Je tiens à vous dire que vivre avec quelqu'un atteint du syndrome post-traumatique comporte son lot d'impacts et de conséquences pour tous les membres d'une famille. Malgré tout, sans me vanter, je crois avoir réussi à minimiser les dommages. J'ai 35 ans et j'ai parfois l'impression d'en avoir 70. J'aurais vraiment apprécié recevoir l'aide du Centre Sainte-Anne avant cet été, pour Claude, pour nous et nos enfants.
Voilà, monsieur le président.
:
Je suis couchée près de lui. Or, son sommeil est très agité. Il fait des cauchemars, il se réveille en panique, en sueur, il cherche son souffle. Je sais que c'est un cauchemar. Je me rappelle ses cauchemars, mais pas lui.
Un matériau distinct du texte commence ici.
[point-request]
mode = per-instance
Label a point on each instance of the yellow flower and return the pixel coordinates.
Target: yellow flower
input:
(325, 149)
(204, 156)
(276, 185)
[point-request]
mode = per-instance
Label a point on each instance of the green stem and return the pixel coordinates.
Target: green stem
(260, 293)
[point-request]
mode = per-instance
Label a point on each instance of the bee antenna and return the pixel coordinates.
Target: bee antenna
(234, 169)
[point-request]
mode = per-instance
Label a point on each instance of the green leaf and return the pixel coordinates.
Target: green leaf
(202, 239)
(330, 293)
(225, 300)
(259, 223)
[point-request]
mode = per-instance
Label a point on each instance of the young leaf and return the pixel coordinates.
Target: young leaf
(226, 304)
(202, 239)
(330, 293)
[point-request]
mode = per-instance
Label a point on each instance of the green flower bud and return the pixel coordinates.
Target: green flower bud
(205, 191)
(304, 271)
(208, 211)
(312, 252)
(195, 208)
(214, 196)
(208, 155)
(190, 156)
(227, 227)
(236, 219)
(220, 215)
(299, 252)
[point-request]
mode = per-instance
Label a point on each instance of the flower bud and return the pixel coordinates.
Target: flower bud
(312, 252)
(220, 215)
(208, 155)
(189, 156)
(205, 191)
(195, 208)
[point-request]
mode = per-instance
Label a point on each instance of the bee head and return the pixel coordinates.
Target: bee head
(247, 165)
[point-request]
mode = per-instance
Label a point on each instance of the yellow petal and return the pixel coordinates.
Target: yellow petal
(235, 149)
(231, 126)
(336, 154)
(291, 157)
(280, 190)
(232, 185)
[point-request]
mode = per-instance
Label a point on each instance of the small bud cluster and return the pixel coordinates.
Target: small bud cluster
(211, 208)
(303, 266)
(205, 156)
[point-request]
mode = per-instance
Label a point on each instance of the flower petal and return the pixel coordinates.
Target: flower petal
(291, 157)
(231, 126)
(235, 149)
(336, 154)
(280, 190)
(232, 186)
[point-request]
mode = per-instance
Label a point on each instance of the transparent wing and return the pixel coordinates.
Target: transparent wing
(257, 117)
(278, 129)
Je peux vous dire à quoi il rêve, et c'est fréquent.
Il y a le manque de sommeil, la difficulté à garder l'équilibre au sein d'une famille. Il y a les efforts requis pour essayer d'avoir une famille normale. Il ne faut pas nier qu'il y a dysfonction dans une famille où une personne est atteinte du syndrome post-traumatique. Et quand il y a des enfants en plus, ceux-ci en subissent directement les répercussions, que ce soit à cause de l'alcoolisme, des crises d'angoisse, de l'agressivité et de tout ce qui vient avec cela.
Comme je l'ai mentionné dans mon témoignage, mon époux a réussi à travailler pendant toutes ces années. Mais au cours des neuf dernières années, il a occupé 12 emplois et il a été en arrêt de travail trois fois. Il y a toujours une espèce d'incertitude financière et la question de savoir s'il va être capable, s'il va lâcher, s'il va être congédié.
Les conséquences pour la conjointe sont terribles. Je ressens une pression terrible lorsque je me dis qu'il ne faut pas craquer, parce que si je craque, c'est toute la famille qui coule. Si je craque, il n'y aura plus de filtre entre des propos, des comportements ou des attitudes à l'égard de mon époux. Je ne blâme pas mon époux. Je veux être très claire sur ce point. Il est une victime. Mais s'il n'y a plus de filtre, ce sont les enfants qui vont en souffrir.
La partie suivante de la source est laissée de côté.